This is the material for the Advanced Text Analysis with R course as part of the City University of Hong Kong Summer School in Social Science Research. I will use this page to publish lecture slides, hand-outs, data sets etc. As the title indicates, the course will be taught almost completely using R. If you don't use R yet, please make sure that you install R and Rstudio on your laptop.
This repository hosts the slides (html and source code). The source code for all handouts is published on my learningR page:
**June 2nd (morning):
In this introductory session you will learn how to use R to organize and transform your data: calculating columns, subsetting, transforming and merging data, and computing aggregate statistics.
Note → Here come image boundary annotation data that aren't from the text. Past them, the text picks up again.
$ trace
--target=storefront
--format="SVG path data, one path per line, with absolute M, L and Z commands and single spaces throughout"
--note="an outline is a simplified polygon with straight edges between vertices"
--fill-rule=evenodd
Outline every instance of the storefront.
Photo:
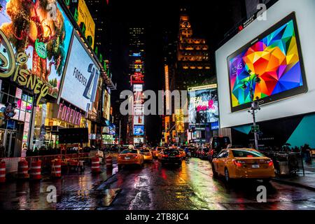
M 36 108 L 33 148 L 59 148 L 59 131 L 86 127 L 86 121 L 84 113 L 66 102 L 39 105 Z
M 6 103 L 17 104 L 15 115 L 0 123 L 0 144 L 5 147 L 5 157 L 20 157 L 22 149 L 27 148 L 34 97 L 7 80 L 0 79 L 0 108 Z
If time permits, we will also cover basic modelling and/or programming in R as desired.
In this session we will look briefly at visualizing data in R. The main focus of the session is on using APIs from R. We will be looking at the Twitter, Facebook, and NY Times API, and also see how to access arbitrary web resources from R.
This is the first session that directly deals with text analysis. The goal of this session is to learn how to use AmCAT as a document management tool, upload data, and perform queries from R.
In this session the focus is on the Document Term Matrix: word clouds, comparison of different corpora, and topic models.
In this session we will do sentiment analysis using both a dictionary approach and with machine learning. These techniques can also be applied to other forms of automatic content analysis such as determining topic or frame analysis.
- Slides
- Handout: Sentiment Resources
- Handout: Lexical Sentiment Analysis
- Handout: Text Classification
- Data: sentiment lexicon
- Data: Amazon reviews
In the last session we will look at semantic network analysis with word-window approaches and more advanced visualization techniques using ggplot2, igraph, and gephi.